Der SkF sucht und vermittelt nach wie vor ehrenamtliche Mitarbeiter für verschiedene Projekte. Möglich wäre eine generelle Patenschaft für Flüchtlinge, Konversationskurse, in denen einfach ein bisschen Deutsch geübt wird, Nachhilfe in Deutsch und Mathematik für Flüchtlinge mit Schulplätzen in Grundschulen, internationalen Klassen oder Regelklassen, sogenannte Gesundheitslotsen für die Begleitung schwangerer Flüchtlingsfrauen, Lehrkräfte für verschiedene Deutschkurse mit und ohne Computerunterstützung, aber auch Ehrenamtler für kreative Angebote wie beispielsweise Näh- und Strickkurse.

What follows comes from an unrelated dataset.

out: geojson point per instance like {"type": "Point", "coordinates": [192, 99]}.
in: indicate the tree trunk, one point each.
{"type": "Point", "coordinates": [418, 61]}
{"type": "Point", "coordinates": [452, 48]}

„Wir haben bislang tolle Erfahrungen mit Ehrenamtlern gemacht“, sagt Krieweth. Daher möchte der SkF nun eine zweite Welle entfachen. „Am Anfang haben sich so viele Menschen an den unterschiedlichsten Stellen gemeldet, dass nicht alle erfasst werden konnten“, sagt Geschäftsführerin des SkF, Margit Schmitt. Wer also noch helfen möchte, sei gerne willkommen.

„Die Ehrenamtler können mit den unterschiedlichsten Ideen zu uns kommen. Wir versuchen in Gesprächen herauszufinden, welche Aufgabe ihnen liegt, wie sie zeitlich eingebunden werden können und welche Flüchtlinge oder Familien zu ihnen passen“, sagt Krieweth. Schwerpunkte seien die verschiedenen Sprachangebote. Um Deutschkenntnisse zu vermitteln, müsse man jedoch nicht auch zwangläufig Lehrer sein. „Jeder ist als Ehrenamtler willkommen“, sagt Krieweth. Zwar gebe es eine Altersbeschränkung ab 21 Jahren, aber das habe mit zeitlichen Gründen und auch mit Lebenserfahrung zu tun, die man für Aufgaben wie Amtsgänge, Begleitung zu Arztterminen oder Hilfe bei Formularen brauche. Auch eigene Ideen seien erwünscht.

Um auch von den Erfahrungen anderer Paten zu profitieren, gebe es zudem ein regelmäßiges Treffen im SkF, bei dem Erlebtes, Ideen und Geschichten ausgetauscht werden können.